Every cell in our body contains a copy of the same DNA genome, but different cell types achieve their own particular biological functions and behaviors by producing different sets of RNA molecules and proteins. The first step in gene regulation is controlled by proteins called transcription factors, which recognize specific DNA patterns on the genome and recruit molecular machinery to turn nearby genes on or off (eventually determining which RNAs and proteins are created). Thus, the function and identity of a cell is determined by which combination of transcription factors are active in that cell type. The architecture of gene regulatory networks – i.e., the transcription factors that are active in a given cell type and the DNA patterns that they recognize – is highly conserved across closely related species. In other words, the regulatory patterns that determine whether a gene is expressed in human livers are very closely similar to the regulatory patterns that determine whether a gene is expressed in mouse livers. This observation raises an interesting question: rather than trying to experimentally characterize gene regulatory codes in every species separately, could we train a computational model on experimental data performed in one species and then use that model to accurately predict what the same experiment would look like in other species?

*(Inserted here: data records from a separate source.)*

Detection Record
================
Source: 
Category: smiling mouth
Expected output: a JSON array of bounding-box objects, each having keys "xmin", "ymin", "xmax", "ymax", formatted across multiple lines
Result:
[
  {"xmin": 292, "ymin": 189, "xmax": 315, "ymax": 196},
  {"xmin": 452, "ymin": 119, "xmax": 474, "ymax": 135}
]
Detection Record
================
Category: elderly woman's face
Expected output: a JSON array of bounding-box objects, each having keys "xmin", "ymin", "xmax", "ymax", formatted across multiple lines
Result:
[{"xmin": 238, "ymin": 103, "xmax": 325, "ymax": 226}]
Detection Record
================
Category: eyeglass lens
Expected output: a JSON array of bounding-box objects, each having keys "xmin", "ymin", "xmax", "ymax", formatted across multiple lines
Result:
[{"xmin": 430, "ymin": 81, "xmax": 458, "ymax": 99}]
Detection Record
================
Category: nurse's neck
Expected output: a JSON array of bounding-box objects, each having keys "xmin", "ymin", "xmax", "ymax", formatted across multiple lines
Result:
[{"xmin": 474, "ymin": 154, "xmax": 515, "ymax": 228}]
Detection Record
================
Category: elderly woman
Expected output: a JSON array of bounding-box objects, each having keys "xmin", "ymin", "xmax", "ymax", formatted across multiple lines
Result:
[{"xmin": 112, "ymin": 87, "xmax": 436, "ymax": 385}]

Such cross-species regulatory models would open the possibility of studying gene regulation in cell types that are difficult to study directly in humans, and it would allow the study of cell types in agricultural and other species of interest without the need for costly experiments.
We and others have demonstrated that convolutional and transformer based neural networks are highly effective at learning gene regulatory codes from experimental data. However, current approaches are not fully effective at cross-species predictions; models trained on one species and tested on another consistently underperform models trained and tested in the same species. In previous work, we demonstrated that this performance gap is due to a domain shift that exists between genomes from different species (Cochran, et al. Genome Res, 2022). We further showed that a simple domain adaptation approach closed some of the performance gap, but issues remained.

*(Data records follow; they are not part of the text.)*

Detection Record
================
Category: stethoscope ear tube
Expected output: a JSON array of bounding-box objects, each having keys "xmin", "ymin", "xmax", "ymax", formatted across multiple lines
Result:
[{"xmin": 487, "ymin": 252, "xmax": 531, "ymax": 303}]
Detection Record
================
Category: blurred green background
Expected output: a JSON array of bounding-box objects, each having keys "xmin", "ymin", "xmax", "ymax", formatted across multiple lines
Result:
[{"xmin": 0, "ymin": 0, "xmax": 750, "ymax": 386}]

In this project, our goal is to implement additional domain adaptation strategies to enable accurate crossspecies gene regulatory predictions. We are particularly interested in the multi-source training scenario, where we have labeled training data from multiple genomes/domains. We wish to test several recent approaches for training domain adaptive neural networks, including those based on moment matching and Wasserstein distance guided representations. Our ultimate goal is to train cross-species models that can accurately predict gene regulatory features across hundreds of vertebrate genomes, thereby enabling the study of how regulatory networks and cellular function evolves across species.

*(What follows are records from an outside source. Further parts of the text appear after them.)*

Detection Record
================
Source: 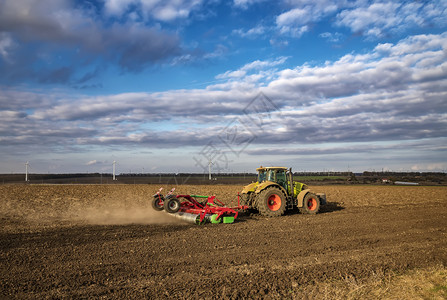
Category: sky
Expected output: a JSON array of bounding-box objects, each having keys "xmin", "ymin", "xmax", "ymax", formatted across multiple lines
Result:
[{"xmin": 0, "ymin": 0, "xmax": 447, "ymax": 174}]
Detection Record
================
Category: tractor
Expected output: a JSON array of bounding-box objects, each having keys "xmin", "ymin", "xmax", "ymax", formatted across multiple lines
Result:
[{"xmin": 241, "ymin": 166, "xmax": 326, "ymax": 217}]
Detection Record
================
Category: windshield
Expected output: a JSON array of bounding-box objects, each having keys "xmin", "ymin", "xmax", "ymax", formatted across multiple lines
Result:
[{"xmin": 258, "ymin": 170, "xmax": 266, "ymax": 182}]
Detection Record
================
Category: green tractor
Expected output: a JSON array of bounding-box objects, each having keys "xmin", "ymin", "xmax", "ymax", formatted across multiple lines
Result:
[{"xmin": 241, "ymin": 166, "xmax": 326, "ymax": 217}]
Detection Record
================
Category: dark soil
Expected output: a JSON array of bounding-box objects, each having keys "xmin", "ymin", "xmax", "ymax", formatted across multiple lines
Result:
[{"xmin": 0, "ymin": 187, "xmax": 447, "ymax": 299}]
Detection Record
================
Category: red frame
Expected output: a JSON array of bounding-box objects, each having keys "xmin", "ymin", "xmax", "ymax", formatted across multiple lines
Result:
[{"xmin": 176, "ymin": 195, "xmax": 248, "ymax": 222}]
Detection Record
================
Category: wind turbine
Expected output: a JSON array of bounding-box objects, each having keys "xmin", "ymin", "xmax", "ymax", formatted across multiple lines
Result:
[
  {"xmin": 25, "ymin": 161, "xmax": 29, "ymax": 182},
  {"xmin": 113, "ymin": 160, "xmax": 116, "ymax": 180},
  {"xmin": 208, "ymin": 159, "xmax": 214, "ymax": 180}
]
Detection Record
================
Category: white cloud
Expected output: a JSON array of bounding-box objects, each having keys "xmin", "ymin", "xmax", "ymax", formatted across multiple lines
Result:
[
  {"xmin": 232, "ymin": 25, "xmax": 268, "ymax": 38},
  {"xmin": 104, "ymin": 0, "xmax": 203, "ymax": 22},
  {"xmin": 233, "ymin": 0, "xmax": 266, "ymax": 9},
  {"xmin": 0, "ymin": 33, "xmax": 447, "ymax": 168},
  {"xmin": 336, "ymin": 0, "xmax": 447, "ymax": 38}
]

Computational skills: Experience with implementing neural networks required (ideally PyTorch or TensorFlow experience). Experience in bioinformatics preferred.
Objectives and goals: The junior researcher will research and implement domain adaptive neural network approaches that would be appropriate for the gene regulatory prediction setting. They will integrate these approaches with an existing convolutional neural network approach for cross-species regulatory feature prediction and test accuracy across species where we have ground truth knowledge. Medium-term goal for the PI is to use preliminary data generated by the junior researcher as the basis for an NSF grant application (in response to Dear Colleague Letter NSF 24-131: https://www.nsf.gov/funding/opportunities/dcl-advancing-research-intersection-biology-artificial). Medium-term goal for the junior researcher is to write a manuscript describing the results of their investigations, in collaboration with the PI.
Connection of the project to ICDS’s mission: This project directly support’s ICDS’s mission by catalyzing an interdisciplinary research team that will synthesize domain expertise with advanced machine learning approaches to address research questions of fundamental importance in molecular biology.
PI engagement with ICDS: The PI was an ICDS Affiliate Member from inception of the program in 2017 until the program was disbanded this year, and served on the ICS Coordinating Committee (20182020). The PI welcomes additional future engagement with the ICDS in all roles.